Implementation attempt of a MPSC queue using atomics

Question

I wanted to try using atomics and implement a lock-free multiple-producer, single-consumer (MPSC) queue.

From what I understood about memory barriers, reads happen after acquire barrier and writes happen before release barrier i.e. those can't be reordered by the compiler. Relaxed memory barrier means the operation is not dependent on other operations. So, I have doubts about empty()/front() implementation, I have used relaxed barrier for now. Should I use acquire barrier instead?

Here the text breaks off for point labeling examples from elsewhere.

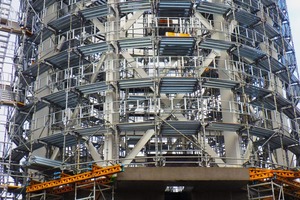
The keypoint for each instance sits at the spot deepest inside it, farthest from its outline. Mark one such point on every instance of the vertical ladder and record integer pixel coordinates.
(6, 66)
(265, 191)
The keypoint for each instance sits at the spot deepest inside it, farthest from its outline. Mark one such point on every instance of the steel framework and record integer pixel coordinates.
(150, 83)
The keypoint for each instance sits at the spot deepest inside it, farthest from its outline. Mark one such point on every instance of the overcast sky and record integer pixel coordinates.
(294, 14)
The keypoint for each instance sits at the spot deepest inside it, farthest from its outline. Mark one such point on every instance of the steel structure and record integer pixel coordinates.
(149, 83)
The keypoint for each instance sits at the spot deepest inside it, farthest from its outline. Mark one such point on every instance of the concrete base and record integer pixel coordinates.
(199, 183)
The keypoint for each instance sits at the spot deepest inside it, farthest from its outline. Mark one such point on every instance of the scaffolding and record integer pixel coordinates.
(149, 83)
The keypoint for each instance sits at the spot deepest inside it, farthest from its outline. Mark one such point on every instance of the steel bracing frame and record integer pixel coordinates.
(154, 83)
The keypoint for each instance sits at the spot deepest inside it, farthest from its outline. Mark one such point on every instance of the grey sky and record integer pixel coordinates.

Also, in push(), the else block runs a while loop. In the while loop, next.store() is called. Is there any chance it will mess up the pointers if compare_exchange_strong fails?

#include <atomic>
#include <cassert>
#include <iostream>
#include <thread>
#include <vector>

template <typename T>
struct mpsc_queue_node {
    T value;
    std::atomic<mpsc_queue_node<T>*> next;
};

template <typename T>
class mpsc_queue {
    std::atomic<mpsc_queue_node<T>*> m_head{nullptr};
    std::atomic<mpsc_queue_node<T>*> m_tail{nullptr};

   public:
    mpsc_queue() = default;
    ~mpsc_queue() {
        while (!empty()) {
            pop();
        }
    }

    mpsc_queue(const mpsc_queue& other) = delete;
    mpsc_queue(mpsc_queue&& other) = delete;
    mpsc_queue& operator=(const mpsc_queue& other) = delete;
    mpsc_queue& operator=(mpsc_queue&& other) = delete;

    void push(T&& value) {
        mpsc_queue_node<T>* node =
            new mpsc_queue_node<T>{std::move(value), nullptr};
        if (!node) {
            throw std::bad_alloc{};
        }
        mpsc_queue_node<T>* expected_empty_value = nullptr;
        auto tail_ptr = m_tail.load(std::memory_order_acquire);
        if (tail_ptr == nullptr) {
            if (m_tail.compare_exchange_strong(expected_empty_value, node,
                                               std::memory_order_release,
                                               std::memory_order_relaxed)) {
                m_head.compare_exchange_strong(expected_empty_value, node,
                                               std::memory_order_release,
                                               std::memory_order_relaxed);
            }
        } else {
            while (true) {
                auto tail_ptr = m_tail.load(std::memory_order_acquire);
                tail_ptr->next.store(node, std::memory_order_release);
                if (m_tail.compare_exchange_strong(tail_ptr, node,
                                                   std::memory_order_release,
                                                   std::memory_order_relaxed)) {
                    break;
                }
            }
        }
    }

    void pop() {
        auto head_ptr = m_head.load(std::memory_order_acquire);
        if (head_ptr == nullptr) {
            return;
        }
        auto tail_ptr = m_tail.load(std::memory_order_acquire);
        if (head_ptr == tail_ptr) {
            if (m_tail.compare_exchange_strong(tail_ptr, nullptr,
                                               std::memory_order_acq_rel,
                                               std::memory_order_relaxed)) {
                m_head.store(nullptr, std::memory_order_release);
                delete head_ptr;
                return;
            }
        }
        mpsc_queue_node<T>* head_next_ptr = nullptr;
        // tail_ptr may have been updated by a new producer, but head->next may be still
        // nullptr, wait for it to get updated
        while ((head_next_ptr = head_ptr->next.load(
                    std::memory_order_acquire)) == nullptr) {
            ;  // run until the next ptr gets updated
        }
        m_head.store(head_next_ptr, std::memory_order_release);
        delete head_ptr;
    }

    bool empty() const { return front() == nullptr; }

    mpsc_queue_node<T>* front() const {
        return m_head.load(std::memory_order_relaxed);
    }
};

int main() {
    mpsc_queue<int> q;

    int i = 0;
    auto push_fn = [&q](int i) {
        std::cout << "Pushing " << i << '\n';
        q.push(std::move(i));
    };

    std::vector<std::thread> threads(8);

    for (auto& t : threads) {
        t = std::thread(push_fn, i);
        i++;
    }
    while (!q.empty())
    {
        std::cout << "Popping " << q.front()->value << '\n';
        q.pop();
    }
    for (auto& t : threads) {
        t.join();
    }
}

What can be improved?

EDIT: I made some changes based on the reviews. Please check here. Thank you all :-)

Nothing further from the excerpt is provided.